Guernica, Pablo Picasso
On April 23, 1937, the Nazi air force carried out an aerial bombing on the Spanish town of Guernica at the behest of the Spanish Nationalist faction. The attack caused widespread controversy because it was a military attack on a civilian town. The exact number of people killed remains disputed, but it is known that several hundreds died in an unprecedented act of war crime.
The incident shocked and inspired several artists at the time. Picasso was commissioned by the Spanish Republic to create a painting in response the incident. Guernica depicts the horrors of war and the immense tragedies inflicted on innocent lives. Painted in black and white with some blue-scale accents, the work is stark, paired back and muted. It feels as though Picasso is abandoning the colour palette in an effort to demonstrate the bleakness and the lack of humanity in the scene. The black and white is also symbolic of newspaper print and suggests that Picasso is reporting on an important historical event.
Amongst the sea of fractured, displaced humanity, the image of distorted bull looms large, floating above the sea of tortured bodies.
Picasso was once quoted as saying ‘If all the ways I have been along were marked on a map and joined with a line, it might represent a minotaur’. Certainly, the magnificent minotaur was certainly one of Picasso’s most persistent obsessions, as was it’s less fantasistic cousin, the bull. The bull and the bullfighter are repeated images in Picasso’s work, seeming to speak to his Spanish roots. The first image of a bull actually appears in Picasso’s work from when he was just seven years old, beginning to learn the art of studying forms with his father’s careful instruction. It is also known that Picasso kept a large wicker mask of a bull in his studio.

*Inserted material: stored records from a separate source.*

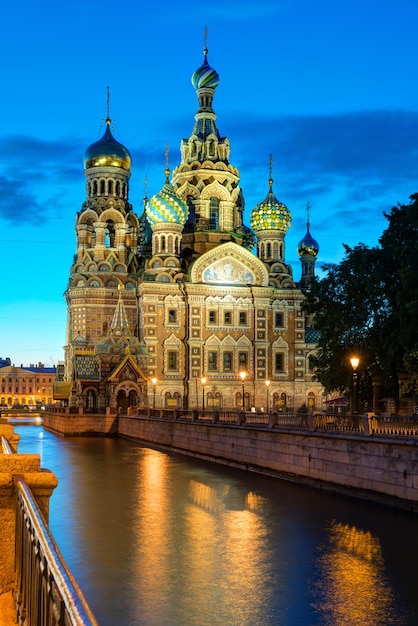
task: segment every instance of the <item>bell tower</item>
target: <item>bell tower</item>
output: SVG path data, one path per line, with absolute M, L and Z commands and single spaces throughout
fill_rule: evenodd
M 137 327 L 136 281 L 138 217 L 129 202 L 131 156 L 111 130 L 109 95 L 106 128 L 84 155 L 86 199 L 77 213 L 76 254 L 67 301 L 66 379 L 73 357 L 93 353 L 110 328 L 124 286 L 130 328 Z
M 195 125 L 190 137 L 181 141 L 181 164 L 172 178 L 174 189 L 188 206 L 183 249 L 191 257 L 228 241 L 245 245 L 249 235 L 243 224 L 239 171 L 229 162 L 229 139 L 220 135 L 212 108 L 219 75 L 207 56 L 205 45 L 203 63 L 192 76 L 199 103 Z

The bull is a complex figure of symbolism. At once masculine, strong and sturdy – a figure of anger and aggression, but all too often also the victim, killed in a show of strength, surrendered in an act of ritual or tamed and reduced in power by man’s superior cunning.

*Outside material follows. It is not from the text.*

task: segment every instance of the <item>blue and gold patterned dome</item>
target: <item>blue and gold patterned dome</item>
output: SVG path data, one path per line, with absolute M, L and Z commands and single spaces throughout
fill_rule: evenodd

Traditionally, the bull is thought to symbolise stamina, fertility and hard work. It is strong and sturdy. Above all else, it is a complexly fragile symbol of power.
Some critics have speculated that Picasso felt many personal parallels with the bull, incorporating it into his work as a symbolic form of self-portrait. That it is he himself who is floating above the carnage, bearing witness to the horrors below. Others have argued that there is a form of masculine energy being evoked. That the horrors of the war are overlooked by the ferocity of male anger. Others yet have pointed to the bull as the symbol of Spain, of the pain and confusion of the civil war and Spanish values adrift and distorted above the chaos.
For Picasso himself, he refused to answer the speculation and questions regarding the symbolism of the bull and it’s pictorial companion, a dying horse. “These are animals. Massacred animals. That’s all as far as I’m concerned…”
Once completed, the work was taken on an international tour in an effort to educate people about the Spanish Civil War. It had an impact and brought widespread attention to the horrors of the conflict and the tragedy of the bombing of civilian people. The painting defies the idea of war as a heroic, brave act, reminding us of the reality of death, division and individual loss – in this care overlooked by a looming figure who is hard to identify and hard to pin down. The bull of Guernica evokes strength at the same time as it evokes loss and tragedy. It reminds us of the masculine, lost virility and conquered power. The bull is so much more than a slaughtered animal, but Picasso will leave us to our own conclusions on the matter.